The Middlebury team was able to purchase a used chassis from the Dartmouth team to help it get going, and eight Midd students took a four-week welding class at the Hannaford Career Center this winter.
“None of us has a ton of experience,” said junior-Feb. Francesca Whitecross, who handles outreach for the team, “but we’re working together through Louis, who is very meticulous and has a good eye for detail.”
Parizeau has created a spreadsheet to guide and track the project, she said.
“Everything is really organized with set deadlines and details like ‘this is what’s going to happen,’ ‘this is what the cost is,’ ‘these are the parts we have to order,’ ‘these are the skills required,’ and ‘here are some YouTube videos on how to do it if you don’t know how to do it.’”
As with anything this complicated, undertaken for the first time, there have been challenges.
“At one point we had these strange nuts and bolts we couldn’t figure out the measurements of,” Whitecross said.
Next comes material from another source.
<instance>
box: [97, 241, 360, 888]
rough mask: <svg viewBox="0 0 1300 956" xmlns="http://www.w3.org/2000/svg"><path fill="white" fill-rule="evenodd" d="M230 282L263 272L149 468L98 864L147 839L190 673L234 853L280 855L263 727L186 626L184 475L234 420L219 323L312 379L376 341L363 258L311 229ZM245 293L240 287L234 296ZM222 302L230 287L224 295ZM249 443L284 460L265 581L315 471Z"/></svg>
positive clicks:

They had been included with the parts the team had purchased from Dartmouth, and the blueprints were confusing. Some of the instructions were written in Italian.
“So we had to look up some Italian mechanic’s handy-book,” Whitecross said. “I speak Italian so I was able to translate that, thank goodness. But when you don’t have an established program with like 16 mentors, it’s a lot of googling ‘How does this work?’ or ‘What does this mean?’”
The hardest part for Parizeau has been the meticulous organizing, he said. But he loves doing the other work.
“I’m learning a lot about electrical wiring, though not up to the level of electrical engineering, and about sensors and local networks,” he said.
Whitecross, who’s majoring in neuroscience and Russian, doesn’t expect to become an engineer, but she’s always loved being around cars and she grew up steeped in auto racing culture.
On the French side of her family, her grandfather was a car racer. On the Italian side of her family, her great-uncles and great-grandparents were car racers and car collectors, and the family home in Italy is filled with car trophies and “car magazines and catalogs stacked floor-to-ceiling.”
So spending time on this project and around the people who are really passionate about it just felt like a natural extension of her own interests, she said.
STEP BY STEP
In the next week or so the Middlebury Hybrid Formula team is looking to reach a big milestone: getting the chassis rolling.
They had hoped to be done with that part by now but they’re still waiting for some parts to arrive — an all-too-common situation given the ongoing manufacturing and supply chain issues caused by the pandemic.
In addition to actually building the car, the team has also been raising money for the project, to pay for tools, car parts, safety equipment for student racers and transportation to and from the New Hampshire competition.
As of Wednesday morning, their Just Giving campaign had raised $13,210 of its $15,000 goal. For more information about the campaign visit https://tinyurl.com/middrace22.
Meanwhile, the project has started to gain some attention on campus.
“We have a waitlist of about 130 people to race the car,” Parizeau said.
The students are also looking for a permanent home for their hybrid formula team, which Parizeau hopes will persist after he graduates in May.
“Since there’s no engineering department there’s no big space to do engineering projects,” Parizeau said. “But the administration has been working pretty hard to find us a good spot.”
Parizeau is not sure yet what he’ll do after graduation, he said, and it’s unlikely he’ll pursue any additional schooling related to racecars.
“But I might spend some of my own time on it, do my own projects, and work on them out in the garage.”